Most of the patients Dr. McClanahan treats are those with chronic conditions such as hypertension and diabetes. The clinic is part of a network of practices throughout the state participating in the Florida Academy of Family Physicians (FAFP) Foundation Diabetes Master Clinician Program that gives physicians an edge on treating diabetes.

 “I see a lot of the same patients and I think everybody should volunteer doing the work they love. At We Care Jacksonville, you can volunteer some of your ordinary care time to patients so that you can see them in your regular office and I know physicians that do it. There’s a paid nurse practitioner on the Wednesday evenings that I don’t work and it would really save money if someone else was volunteering in that spot –there’s a need for more physician volunteers.”

Dr. Suzanne Harrison, MD, FAAFP, is the Florida State University College of Medicine Education Director for the Family Medicine Department of Family Medicine and Rural Health. She’s also the founder and sole practitioner of a free clinic at Refuge House, a residential domestic violence center in Tallahassee.

“I treat women and children [about 200 patients a year] in the Free Clinic.  It offers a safe place to be seen onsite so they don’t have to worry about being found by their abusers,” Dr. Harrison said.

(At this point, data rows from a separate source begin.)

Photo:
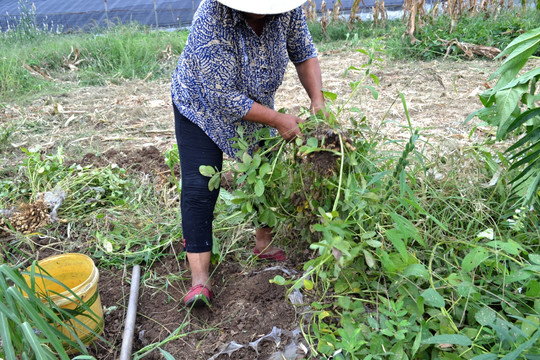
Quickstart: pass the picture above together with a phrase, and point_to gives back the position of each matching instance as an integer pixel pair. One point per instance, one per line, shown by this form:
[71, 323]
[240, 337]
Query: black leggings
[196, 202]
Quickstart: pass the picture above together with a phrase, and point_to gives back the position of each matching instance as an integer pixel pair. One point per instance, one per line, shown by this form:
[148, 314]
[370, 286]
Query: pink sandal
[198, 295]
[277, 256]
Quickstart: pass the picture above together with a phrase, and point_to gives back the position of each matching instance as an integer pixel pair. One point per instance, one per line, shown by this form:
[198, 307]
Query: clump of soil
[26, 219]
[245, 308]
[146, 160]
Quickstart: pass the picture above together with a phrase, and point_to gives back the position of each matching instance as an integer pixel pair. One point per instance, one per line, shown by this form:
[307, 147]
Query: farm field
[125, 130]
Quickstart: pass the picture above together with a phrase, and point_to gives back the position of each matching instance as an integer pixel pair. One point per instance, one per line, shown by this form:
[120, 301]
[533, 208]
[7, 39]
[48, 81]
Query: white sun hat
[263, 7]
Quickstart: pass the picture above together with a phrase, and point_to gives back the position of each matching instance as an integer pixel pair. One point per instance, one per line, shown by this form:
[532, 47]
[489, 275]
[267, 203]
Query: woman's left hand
[318, 106]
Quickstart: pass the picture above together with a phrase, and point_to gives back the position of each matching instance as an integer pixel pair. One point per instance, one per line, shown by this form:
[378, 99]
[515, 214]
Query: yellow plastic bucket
[79, 273]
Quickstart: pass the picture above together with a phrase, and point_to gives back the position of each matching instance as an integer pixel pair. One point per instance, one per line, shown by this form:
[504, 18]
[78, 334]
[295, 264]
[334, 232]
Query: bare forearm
[309, 73]
[286, 124]
[262, 115]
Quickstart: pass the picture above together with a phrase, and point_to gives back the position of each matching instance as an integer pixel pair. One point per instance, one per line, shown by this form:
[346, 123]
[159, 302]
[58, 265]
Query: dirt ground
[132, 125]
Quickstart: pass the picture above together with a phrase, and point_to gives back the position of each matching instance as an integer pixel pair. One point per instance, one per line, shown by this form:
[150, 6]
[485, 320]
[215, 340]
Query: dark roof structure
[62, 15]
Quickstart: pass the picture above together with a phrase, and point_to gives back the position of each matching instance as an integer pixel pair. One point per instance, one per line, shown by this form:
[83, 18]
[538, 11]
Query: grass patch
[36, 64]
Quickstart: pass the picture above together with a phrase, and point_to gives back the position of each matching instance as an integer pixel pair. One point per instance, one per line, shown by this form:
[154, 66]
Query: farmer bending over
[233, 63]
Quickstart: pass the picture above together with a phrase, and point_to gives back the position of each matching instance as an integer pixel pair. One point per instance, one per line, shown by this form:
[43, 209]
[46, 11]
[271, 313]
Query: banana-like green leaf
[532, 137]
[518, 52]
[529, 159]
[5, 334]
[507, 102]
[523, 118]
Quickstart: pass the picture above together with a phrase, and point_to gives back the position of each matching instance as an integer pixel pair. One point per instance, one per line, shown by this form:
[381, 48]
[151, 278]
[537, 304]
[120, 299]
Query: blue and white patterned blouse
[226, 67]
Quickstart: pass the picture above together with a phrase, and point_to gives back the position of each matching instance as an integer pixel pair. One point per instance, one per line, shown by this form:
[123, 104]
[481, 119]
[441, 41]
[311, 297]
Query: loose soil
[131, 125]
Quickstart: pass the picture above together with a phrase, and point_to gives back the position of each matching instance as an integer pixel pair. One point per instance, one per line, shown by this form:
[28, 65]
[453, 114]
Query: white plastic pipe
[129, 327]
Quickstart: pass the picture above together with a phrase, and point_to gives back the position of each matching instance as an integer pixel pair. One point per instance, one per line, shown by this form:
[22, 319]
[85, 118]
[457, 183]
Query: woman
[233, 63]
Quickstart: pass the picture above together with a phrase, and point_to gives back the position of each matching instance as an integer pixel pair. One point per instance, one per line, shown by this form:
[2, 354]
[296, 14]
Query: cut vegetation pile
[410, 234]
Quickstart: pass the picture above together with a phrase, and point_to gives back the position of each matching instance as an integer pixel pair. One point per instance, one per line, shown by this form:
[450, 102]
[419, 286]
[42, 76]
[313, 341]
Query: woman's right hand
[287, 126]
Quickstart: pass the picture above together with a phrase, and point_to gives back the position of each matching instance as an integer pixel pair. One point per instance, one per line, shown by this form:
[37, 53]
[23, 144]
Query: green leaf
[474, 258]
[416, 270]
[330, 95]
[32, 340]
[519, 351]
[369, 259]
[395, 237]
[533, 137]
[5, 334]
[533, 289]
[534, 258]
[433, 298]
[259, 188]
[166, 354]
[485, 316]
[449, 339]
[206, 170]
[374, 92]
[523, 118]
[264, 169]
[246, 159]
[511, 247]
[368, 235]
[485, 357]
[374, 243]
[312, 142]
[279, 280]
[507, 101]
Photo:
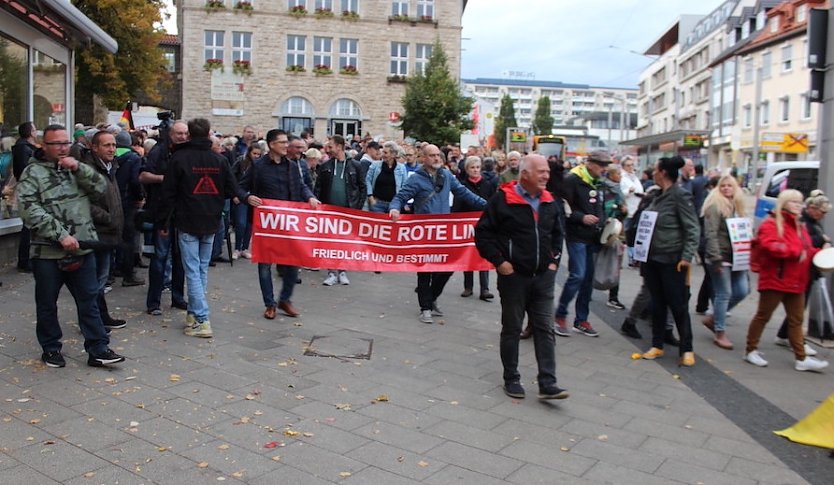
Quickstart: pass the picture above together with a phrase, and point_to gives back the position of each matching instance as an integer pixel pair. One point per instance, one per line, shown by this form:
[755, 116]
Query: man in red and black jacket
[521, 233]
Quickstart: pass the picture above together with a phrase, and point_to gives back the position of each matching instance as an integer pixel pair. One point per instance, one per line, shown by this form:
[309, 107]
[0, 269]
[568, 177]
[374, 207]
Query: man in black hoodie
[197, 184]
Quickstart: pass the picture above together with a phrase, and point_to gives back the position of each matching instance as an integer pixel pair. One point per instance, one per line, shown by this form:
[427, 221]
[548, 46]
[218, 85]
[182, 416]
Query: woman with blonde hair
[783, 254]
[723, 203]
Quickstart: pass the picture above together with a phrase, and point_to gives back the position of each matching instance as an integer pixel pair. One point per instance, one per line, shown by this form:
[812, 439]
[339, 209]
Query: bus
[549, 145]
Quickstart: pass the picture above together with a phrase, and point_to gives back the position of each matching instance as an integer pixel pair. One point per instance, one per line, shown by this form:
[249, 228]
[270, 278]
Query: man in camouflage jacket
[54, 194]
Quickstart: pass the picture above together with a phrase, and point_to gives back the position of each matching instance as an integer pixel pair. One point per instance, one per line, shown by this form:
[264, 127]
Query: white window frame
[398, 65]
[399, 7]
[346, 57]
[296, 55]
[425, 8]
[422, 54]
[240, 52]
[350, 6]
[784, 109]
[323, 51]
[216, 48]
[787, 54]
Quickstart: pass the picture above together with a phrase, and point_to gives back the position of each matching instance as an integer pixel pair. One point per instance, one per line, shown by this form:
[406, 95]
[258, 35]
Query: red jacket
[781, 268]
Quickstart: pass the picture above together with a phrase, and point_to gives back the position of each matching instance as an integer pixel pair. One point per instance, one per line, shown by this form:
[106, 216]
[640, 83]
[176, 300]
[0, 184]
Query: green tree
[506, 119]
[434, 108]
[138, 67]
[542, 121]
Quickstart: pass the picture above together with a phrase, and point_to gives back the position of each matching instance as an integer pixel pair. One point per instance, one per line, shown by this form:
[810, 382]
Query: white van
[802, 176]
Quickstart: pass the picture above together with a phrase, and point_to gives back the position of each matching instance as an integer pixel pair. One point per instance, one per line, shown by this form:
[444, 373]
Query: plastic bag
[607, 267]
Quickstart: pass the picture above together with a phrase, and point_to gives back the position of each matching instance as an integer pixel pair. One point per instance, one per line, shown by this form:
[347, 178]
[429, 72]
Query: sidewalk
[248, 406]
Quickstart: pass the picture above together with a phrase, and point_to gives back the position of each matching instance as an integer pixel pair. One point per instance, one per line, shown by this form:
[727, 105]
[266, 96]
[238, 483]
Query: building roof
[536, 84]
[60, 19]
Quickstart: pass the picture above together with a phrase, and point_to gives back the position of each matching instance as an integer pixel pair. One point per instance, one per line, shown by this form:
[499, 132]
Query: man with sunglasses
[54, 194]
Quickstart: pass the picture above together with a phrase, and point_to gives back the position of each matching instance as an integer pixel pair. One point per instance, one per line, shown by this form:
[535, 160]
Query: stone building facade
[326, 66]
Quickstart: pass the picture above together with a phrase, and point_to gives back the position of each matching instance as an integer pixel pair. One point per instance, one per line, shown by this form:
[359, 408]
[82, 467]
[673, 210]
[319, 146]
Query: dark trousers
[532, 295]
[429, 287]
[667, 287]
[83, 286]
[163, 246]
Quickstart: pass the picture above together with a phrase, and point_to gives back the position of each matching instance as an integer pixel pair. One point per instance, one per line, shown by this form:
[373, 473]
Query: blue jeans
[242, 217]
[729, 288]
[580, 283]
[83, 285]
[287, 285]
[156, 273]
[195, 251]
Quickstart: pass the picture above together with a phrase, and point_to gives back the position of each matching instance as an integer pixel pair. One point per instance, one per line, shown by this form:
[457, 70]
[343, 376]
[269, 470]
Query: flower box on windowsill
[322, 70]
[244, 6]
[349, 15]
[298, 11]
[215, 5]
[242, 68]
[324, 12]
[213, 65]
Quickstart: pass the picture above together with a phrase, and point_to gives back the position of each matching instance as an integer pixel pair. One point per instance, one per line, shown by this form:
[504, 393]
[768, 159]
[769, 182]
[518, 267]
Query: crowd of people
[186, 190]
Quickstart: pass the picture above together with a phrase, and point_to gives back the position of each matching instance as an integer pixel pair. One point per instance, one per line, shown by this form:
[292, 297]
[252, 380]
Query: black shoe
[629, 329]
[53, 359]
[114, 323]
[106, 358]
[552, 392]
[514, 389]
[670, 339]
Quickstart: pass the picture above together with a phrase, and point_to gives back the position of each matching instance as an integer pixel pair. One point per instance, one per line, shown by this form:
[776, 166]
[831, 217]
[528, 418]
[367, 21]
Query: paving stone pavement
[248, 406]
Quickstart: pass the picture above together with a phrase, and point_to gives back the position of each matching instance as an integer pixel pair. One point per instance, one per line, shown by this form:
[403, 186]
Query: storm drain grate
[340, 347]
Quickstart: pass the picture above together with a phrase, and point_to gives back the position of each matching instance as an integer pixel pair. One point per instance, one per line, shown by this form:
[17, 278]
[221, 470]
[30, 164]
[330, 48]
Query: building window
[748, 70]
[350, 6]
[766, 61]
[425, 9]
[214, 44]
[323, 52]
[348, 53]
[242, 46]
[296, 45]
[784, 108]
[399, 8]
[787, 53]
[422, 58]
[399, 59]
[764, 113]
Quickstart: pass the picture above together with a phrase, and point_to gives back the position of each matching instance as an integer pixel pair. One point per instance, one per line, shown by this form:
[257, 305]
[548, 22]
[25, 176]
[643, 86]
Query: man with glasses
[275, 176]
[54, 194]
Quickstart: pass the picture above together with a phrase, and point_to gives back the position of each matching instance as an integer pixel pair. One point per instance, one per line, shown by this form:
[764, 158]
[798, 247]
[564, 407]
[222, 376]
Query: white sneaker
[343, 278]
[755, 358]
[810, 364]
[783, 342]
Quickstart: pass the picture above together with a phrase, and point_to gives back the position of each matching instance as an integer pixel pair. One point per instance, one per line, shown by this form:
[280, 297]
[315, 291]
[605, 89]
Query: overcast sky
[573, 41]
[568, 40]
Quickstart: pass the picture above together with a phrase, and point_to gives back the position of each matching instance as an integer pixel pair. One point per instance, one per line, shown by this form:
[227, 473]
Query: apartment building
[570, 104]
[324, 66]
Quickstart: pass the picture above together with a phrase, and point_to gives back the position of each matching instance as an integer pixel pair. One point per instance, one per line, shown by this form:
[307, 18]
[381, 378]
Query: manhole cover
[340, 347]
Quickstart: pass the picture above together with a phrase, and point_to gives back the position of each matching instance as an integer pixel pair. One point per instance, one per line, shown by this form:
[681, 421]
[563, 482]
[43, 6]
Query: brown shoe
[722, 341]
[287, 308]
[709, 322]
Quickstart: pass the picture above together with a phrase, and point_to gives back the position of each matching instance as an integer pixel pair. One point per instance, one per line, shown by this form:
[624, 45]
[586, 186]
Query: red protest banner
[292, 233]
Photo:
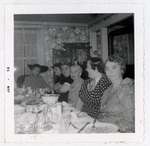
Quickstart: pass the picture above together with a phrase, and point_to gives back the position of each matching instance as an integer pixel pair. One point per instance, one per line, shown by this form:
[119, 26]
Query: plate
[101, 127]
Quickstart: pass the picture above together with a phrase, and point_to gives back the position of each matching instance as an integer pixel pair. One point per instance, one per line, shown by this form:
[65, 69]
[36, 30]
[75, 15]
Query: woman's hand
[65, 87]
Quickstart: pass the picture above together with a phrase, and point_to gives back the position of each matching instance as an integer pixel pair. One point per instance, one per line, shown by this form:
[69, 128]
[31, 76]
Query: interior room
[45, 41]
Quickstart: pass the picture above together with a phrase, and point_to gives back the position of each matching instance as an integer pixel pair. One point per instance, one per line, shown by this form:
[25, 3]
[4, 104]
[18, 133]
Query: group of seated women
[105, 95]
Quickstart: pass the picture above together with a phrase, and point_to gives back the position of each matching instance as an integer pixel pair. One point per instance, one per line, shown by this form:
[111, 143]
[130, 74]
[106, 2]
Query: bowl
[50, 98]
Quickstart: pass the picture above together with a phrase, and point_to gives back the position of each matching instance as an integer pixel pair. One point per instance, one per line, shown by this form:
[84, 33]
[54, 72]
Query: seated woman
[92, 90]
[118, 100]
[75, 87]
[57, 73]
[35, 80]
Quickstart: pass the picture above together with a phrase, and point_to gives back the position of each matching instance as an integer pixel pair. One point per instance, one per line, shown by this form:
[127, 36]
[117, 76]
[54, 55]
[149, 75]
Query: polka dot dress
[92, 99]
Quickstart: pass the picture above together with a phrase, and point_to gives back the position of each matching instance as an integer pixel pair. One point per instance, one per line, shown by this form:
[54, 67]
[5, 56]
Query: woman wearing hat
[35, 80]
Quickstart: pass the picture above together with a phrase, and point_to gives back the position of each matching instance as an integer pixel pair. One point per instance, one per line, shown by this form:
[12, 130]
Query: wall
[46, 38]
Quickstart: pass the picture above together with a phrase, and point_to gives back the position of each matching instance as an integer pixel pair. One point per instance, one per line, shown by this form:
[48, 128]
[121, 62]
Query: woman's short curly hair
[97, 62]
[118, 59]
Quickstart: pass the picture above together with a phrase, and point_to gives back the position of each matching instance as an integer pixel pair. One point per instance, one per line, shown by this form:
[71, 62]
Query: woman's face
[57, 71]
[113, 70]
[66, 70]
[75, 73]
[90, 71]
[36, 71]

Dr. Harrison has always been interested in domestic violence issues and knew someone who was a domestic violence victim while she was in training. “It’s a real life changer for everyone who’s involved.  My interest has evolved since then, with additional experiences caring for survivors of abusive relationships,” she said.

After completing her family medicine residency at Valley Medical Center, an affiliate of the University of Washington Family Medicine Residency Network, she spent 10 years in Walla Walla, Washington practicing the full spectrum of family medicine, including obstetrics.

“I worked with survivors of domestic violence and child abuse, and did a lot of work with the schools during my years in private practice,” she said. “Shortly after I moved to Tallahassee in 2003, I established the free clinic at Refuge House to serve the women and children who had been displaced by domestic abuse.”

She continued, “The clinic is open one half-day per week, at a time when it best serves the needs of the residents.  There’s a lot of triage, some counseling, identification of resources, and filling prescriptions for residents who have to leave home without them -- really whatever they need.”

Dr. Harrison is covered under sovereign immunity but as an FSU faculty member, is also covered by the state. As a medical volunteer, she also sees patients through the We Care system in Tallahassee and served on the board for the We Care Access to Care committee.

“I believe very strongly that all patients should have access to care,” she said. “As physicians, it’s our obligation to serve the community, and our patients.”